Wenn ich mir den Ablehnungs-Schrieb hier so begucke, kann ich mich des Eindrucks nicht erwehren, dass er computergeschrieben aus Textbausteinen bestehen könnte. Die bräuchten die Behandlungspläne nur nach k.o.-Wörtern wie z.B. Bionator oder Crozat zu durchforsten, den Auto-Ablehner zu betätigen und dann einen Gutachter zu haben, der ihnen das unterschreibt.
Nur mal angenommen (ich lese nämlich gerade ein Buch über Spieltheorie), die versuchen nach dieser Frechheit-siegt-Methode peu a peu alles, was keine fette Lobby hat, zu streichen? Ganz egal, ob heilsam oder nicht? Wer sich dann nicht wehrt, ist der Dumme!


2) Ein Heilpraktiker im Bremer Kassenkieferorthopädie-Sumpf hat sich bei gesetzlichen KVen explizit erkundigt, auch bei der Securvita, die ja den Ruf hat, ein Herz für Naturheilkunde zu haben.
Aber in der Kieferorthopädie lehnen deren Gutachter, wie ihm gesagt wurde, Behandlungspläne ohne feste Spangen nun ebenfalls stereotyp ab, bis auf die Ausnahme, dass ein Zahnarzt dem Patienten bescheinigt (und dafür muss er geradestehen), er sei „stark kariesgefährdet“. Der Heilpraktiker wies darauf hin, dass herausnehmbare Behandlungsgeräte doch billiger kämen.

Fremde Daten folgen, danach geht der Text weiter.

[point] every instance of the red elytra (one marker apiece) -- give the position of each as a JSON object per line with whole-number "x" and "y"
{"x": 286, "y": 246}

Dann werden die Eltern als Ablehnungsgrund vorgeschoben:
angeblich hätten sie alle für ihre Kinder lieber feste Spangen, weil lose Spangen, wenn die Behandlung sich hinzieht, immer seltener getragen würden, so dass das Behandlungsziel verfehlt werden könnte. So müssen es hier die Kinder ausbaden (sie haben generell zu wenig Lobby), wenn es an der Erziehung hapert. Auch wenn sie nachmittags im Hort oder noch in der Schule sind oder eine Tagesmutter haben: diese Fachkräfte müssten das doch vermitteln können, wenn es die Eltern nicht können oder nie da sind.

Somit sind die GKVen wieder ein Stück weiter gleichgeschaltet. Sie verallgemeinern hier ein Problem, was bei einigen tatsächlich vorkommt, bequem auf alle. Typisch Lobbyfilzokratie!
Wenn es Gesundes also in Zukunft nur noch für Selberzahler und Selbermacher gäbe – dann wäre zumindest zu fordern, dass man sich statt mit diesem teuren Pseudo-Vollkasko auch günstig Teilkasko krankenversichern könnte, v.a. für die größeren Notfälle. Dann würden Mittel für selbstgezahlte gesunde Medizin frei.

Noch gibt es nicht nur in den neuen Bundesländern Orte, wo 100% herausnehmbare Kieferorthopädie noch auf Kasse geht. Sonst wäre meine Positivliste ja eine reine Privatbehandlungs-Liste.
Und was Bremen angeht, so habe ich neben einer Privat-Ärztin im Zentrum 4 Frühbehandlungs-Adressen im Umland bis 30 km durchzuklingeln, sowie in etwa 60 km noch 1 sicherere und 1 neuen Ganzheitlichen.

Zwar sind die 4 aus einer Fremdliste, die auch Adressen umfasst, die keine Kieferorthopädie mehr machen oder von Brutal-Praxen engagiert wurden, alle KFO-Patienten zu denen zu schicken, oder die selber auch ein gewaltsames Sortiment haben. Jedoch ist unwahrscheinlich, dass man dort gleich 4x eine solche Niete zieht.